For better or worse, sequels are the lifeblood of the games industry and E3 encapsulates this reliance in an often gaudy fashion. Each year Los Angeles bears witness to publishers trotting out the same names year after year against a backdrop of primary colours and dubstep 'bangers', all while video game executives gleefully huddle together in clandestine board room meetings to decide upon increasingly outlandish sales targets for [insert sequel] 4.
This isn't exclusive to video games of course. Almost all forms of entertainment are largely shaped by a staunch commitment to the grinding cogs of 'franchise' production. But video games have a unique knack for kick-starting sequel chatter earlier and with alarming frequency when compared to other entertainment mediums.
E3 2016 cannot afford to give in to this over-reliance, however. We need bold steps, not safe ones, as the AAA space is crying out for something different, something new and something that doesn't end with a number.
It is worth noting that sequels can - in the right hands - become platforms for perfecting conceptual ideas, enable experimentation within the boundaries of an established formula and outmatch their predecessor(s) in terms of quality.
There is a reason sophomore outings such as Assassin's Creed 2, Uncharted 2, Mass Effect 2 and Gears of War 2 are more fondly remembered than their progenitors and why, in spite of the animosity towards its debut, Watch Dogs 2 actually looks like it could deliver on the unfulfilled promise of the series' techno-thriller, hack-em-up conceit.
It does, however, incite a troubling reliance on - and expectation for - numbered follow-ups at the expense of fresh IP.
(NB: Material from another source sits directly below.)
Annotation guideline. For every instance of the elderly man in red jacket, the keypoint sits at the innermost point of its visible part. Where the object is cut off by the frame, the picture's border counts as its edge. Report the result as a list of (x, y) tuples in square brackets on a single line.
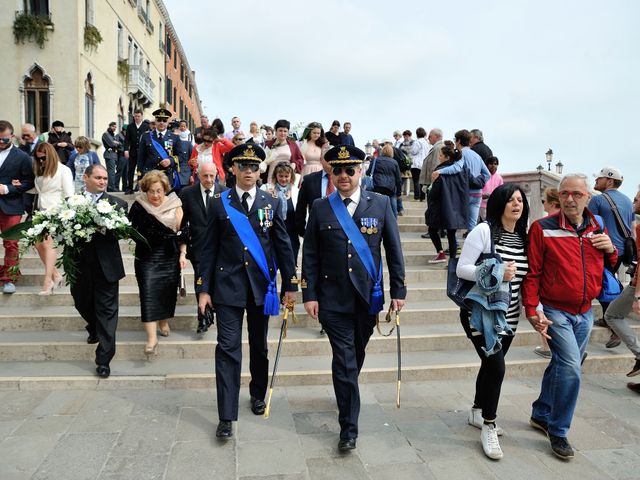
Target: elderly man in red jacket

This leaves us with a modern AAA games market that is rapidly approaching stagnation. Ubisoft made valiant attempts at blooding fresh IP with The Division and the aforementioned Watch Dogs, while Bungie's divisive MMO-lite first-person shooter Destiny has enjoyed staggering levels of success, but these examples are the exception rather than the norm.
The previous generation of consoles introduced a swathe of new IP that has formed the bed-rock of the current one. Franchises have lumbered towards their third, fourth, fifth and in some cases even ninth (make that hiatus as long as possible please Assassin's Creed) instalments on the current spread of home consoles, but we have witnessed an alarmingly small number of contenders demand their own spot in the limelight.
If the majority of the pre-show speculation is all that comes to pass at E3 2016, the major conferences will be filled with the same old faces once again, with very little respite in between. Although it hopefully won't be as barren as last year's event, where Horizon: Zero Dawn - a game where you take down massive mechanical dinosaurs with a bow and arrow set against a beautifully lush post-apocalyptic backdrop – led a minuscule pack of fresh faces.
It is somewhat likely (and completely understandable) that the phrase 'robot dinosaurs' has a lot to do with the excitement around Guerrilla Games' next project, but I can't be the only one who felt a tangible sense of relief when Horizon was unveiled, to a notably warm reception, at last year's event. "Finally, something without a number tacked on to the end of its title."
Perhaps this is an issue of timing. There is an underlying feeling that 'the time is right' for certain series to re-emerge in Los Angeles this time around. Gears of War and God of War sequels seem 'overdue' at this point, with the former sure to be Microsoft's centrepiece and multiple leaks suggesting that Kratos is still angry about something after a three-year break.
Nintendo has mastered this concept for decades. For 30 years, the Legend of Zelda has somehow maintained an aura unlike any other gaming franchise, so much so that Nintendo can afford to dedicate the entirety of its show-floor presence to the long-awaited next instalment. If absence does make the heart grow fonder, it is worth considering that by the time Zelda Wii U/NX releases in 2017 it will have been six years since Skyward Sword – and yet it feels like even longer.
But there needs to be some kind of balance. E3 2016 is an opportunity for a wave of 'next big things' and Ubisoft and EA have already committed to flaunting new IP at this year's event. The reason beloved franchises exist is because they started somewhere and while some grow old and drift into irrelevancy, while others rise, fall and are reborn - evidenced by Doom's blistering return this year.
Not all games need sequels of course. I'd be content to never see The Last of Us 2 or Bloodborne 2, despite counting both among my most cherished gaming experiences, as the pair have an aura of untarnished singularity surrounding them. The reality however, is that the bloated, mega-budget gaming environment we currently live in still relies on the existence of sequels to survive.
Most franchises have a shelf-life though - usually around number four or five – and I would argue that is a good thing. It is a model that has seen trends and entire genres flourish and wither - survival horror, mascot-led platformers, military shooters to name but a few - which provides the industry with an often volatile ebb and flow that keeps things interesting for fans.
With that in mind, I can't help but question where we turn now that the open-world boom has begun to engender a familiar sense of ambivalence and fatigue?
Let's hope E3 2016 has an appropriate answer.